In Prime Minister Narendra Modi’s first term, this was seen in his government’s response to a terror group attack on an Army base in Uri in Kashmir that killed 19 Indian soldiers and then again following the terror group attack in Pulwama that killed 40. “On the western front, the long-standing challenge of cross-border terrorism now elicits more befitting responses,” Jaishankar said. “Believe me, Uri and Balakot send their own message.”

While the minister did not elaborate in his remarks this week about the content of that messaging, in earlier years, Jaishankar explained, “Today, people see a different India that is willing to stand up… Today, the forces which indulged in cross-border terrorism against India for decades and which India tolerated, they now know this is a different India and this India will give them a reply.”

Lt. Gen. (retd.) Vinod Bhatia, now head of the Center for Joint Warfare Studies in New Delhi, similarly stressed that India’s first airstrike within Pakistan since 1971 signaled that “if you cross…the Lakshman Rekha [India’s ‘redline’], then you pay for it.”

Such rhetoric has a certain domestic political and strategic logic to it, and the mix likely varies depending on the speaker. Politically, the ruling BJP has sought to emphasize that their rule ushered in a break from the past. In the aftermath of the Hamas attack on October 7, 2023, the BJP tweeted a video comparing the terror attacks in Israel with prior terror attacks on India. The tweet said, “What Israel is facing today, India suffered between 2004-14. Never forgive, never forget…”

Strategically, such messaging seeks to reinforce the expectation that terror attacks in India — at least of a certain size — will cause Indian retaliation. That certainty would then dispel any false optimism on the part of plotters outside India that New Delhi would tolerate the attack. The goal is to reinforce deterrence and prevent attacks in the first place.

However, the danger with such clear signaling is that if an attack occurs that exceeds the Uri threshold — where 19 Indian soldiers were killed — this will put strong pressure on the Indian state to retaliate, even when the strategic logic might suggest that inaction is wise.
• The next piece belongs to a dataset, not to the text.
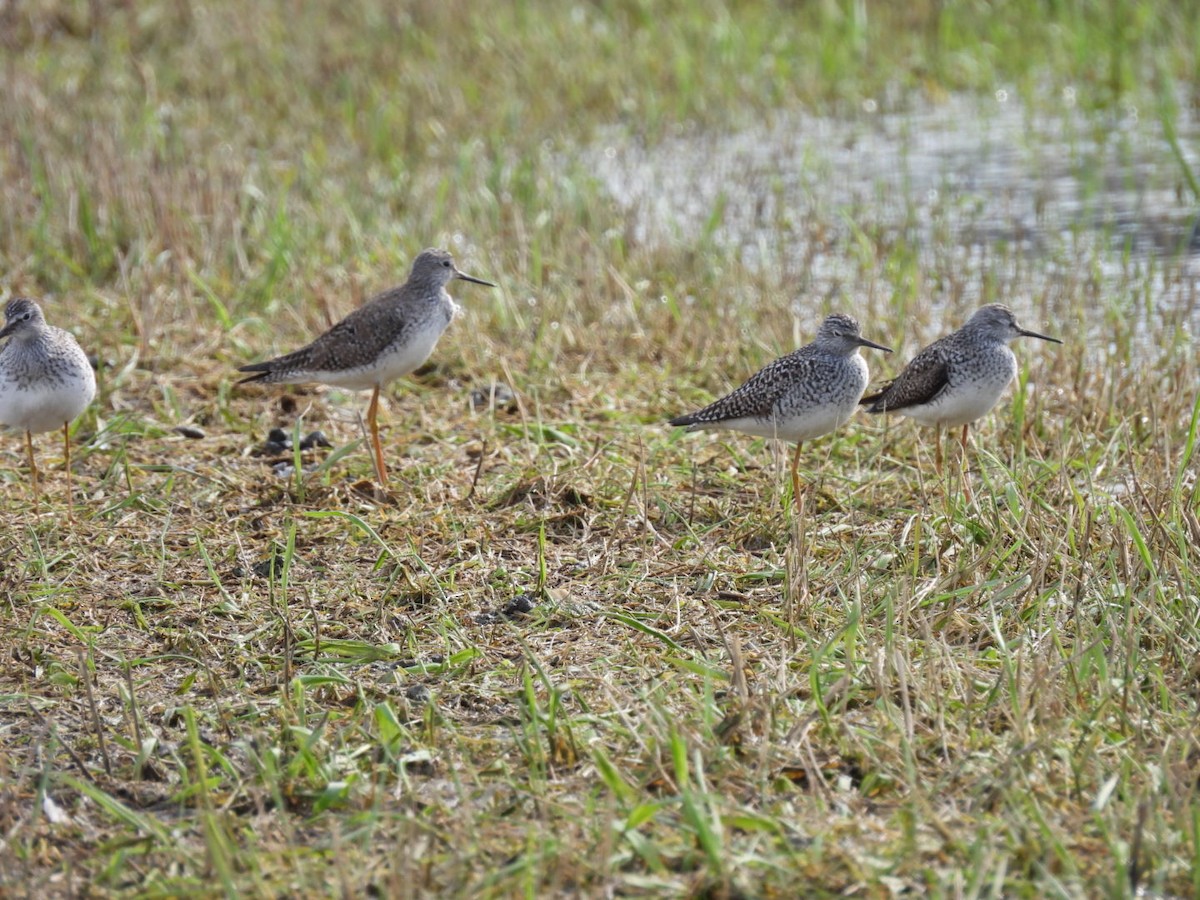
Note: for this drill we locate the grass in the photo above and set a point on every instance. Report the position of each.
(573, 651)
Punitive strikes are costly and dangerous, and not every provocative act — even deadly ones — merits the risks of war.

Political scientists have explained that sometimes politicians opt to make public commitments to act as a way to generate potential “audience costs.” By making public commitments, they ensure domestic political consequences for deviating from their promised foreign policy approach. These public commitments in turn make threats more credible precisely because they increase the incentives to fulfill the threats if red lines are breached.
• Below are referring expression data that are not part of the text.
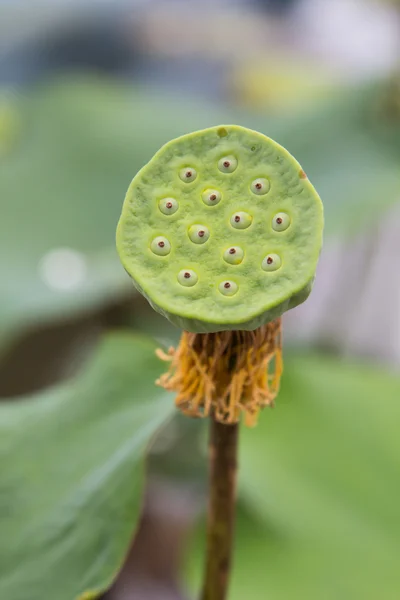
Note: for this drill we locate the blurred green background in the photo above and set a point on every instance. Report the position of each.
(88, 92)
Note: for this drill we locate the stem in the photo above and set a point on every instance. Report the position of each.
(221, 510)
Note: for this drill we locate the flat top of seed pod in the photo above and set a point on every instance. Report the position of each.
(220, 226)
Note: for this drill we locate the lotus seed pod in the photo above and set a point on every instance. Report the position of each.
(241, 226)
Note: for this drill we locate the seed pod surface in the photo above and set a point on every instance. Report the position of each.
(240, 228)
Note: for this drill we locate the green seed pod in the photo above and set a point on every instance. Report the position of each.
(231, 188)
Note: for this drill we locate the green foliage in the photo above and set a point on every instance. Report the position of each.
(63, 185)
(71, 479)
(319, 480)
(81, 141)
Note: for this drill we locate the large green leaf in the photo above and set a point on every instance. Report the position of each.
(62, 184)
(80, 142)
(71, 476)
(320, 480)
The current government emphasizes that its election in 2014 brought about a shift, stressing that Modi’s government has kept Indians safe from terror that the prior UPA government was unable to deter. By entangling India’s counterterror success with Modi’s reputation, this rhetoric means that a future attack could generate domestic political pressures alongside any strategic incentives for a hardline Indian response. Such a scenario recalls Scott Sagan, who has cautioned that deterrence messaging can generate a “commitment trap” that limits policymaker freedom of action in a crisis.

Such a crisis may come, despite the growing Indian military conventional advantages over Pakistan.

The last major terror attack on India took place in Mumbai in 2008, during a period of considerable civil-military tumult in Pakistan. While our understanding of the Pakistani government’s role in that attack is still limited, some believe that the Pakistani military leadership did not control its militant groups adequately because it was distracted by other crises. The government in Pakistan today is likely to be distracted again because of a new round of civil-military turmoil.

If a terror attack comes that kills Indian security personnel or civilians, it will be worthy of condemnation. That is not the issue. The question is whether the memory and myth of Balakot, as stressed by Indian officials this week and since 2019, will make escalation more appealing and de-escalation harder for Indian leaders when confronting the next crisis. If so, the wisdom of this rhetorical path will come to the test.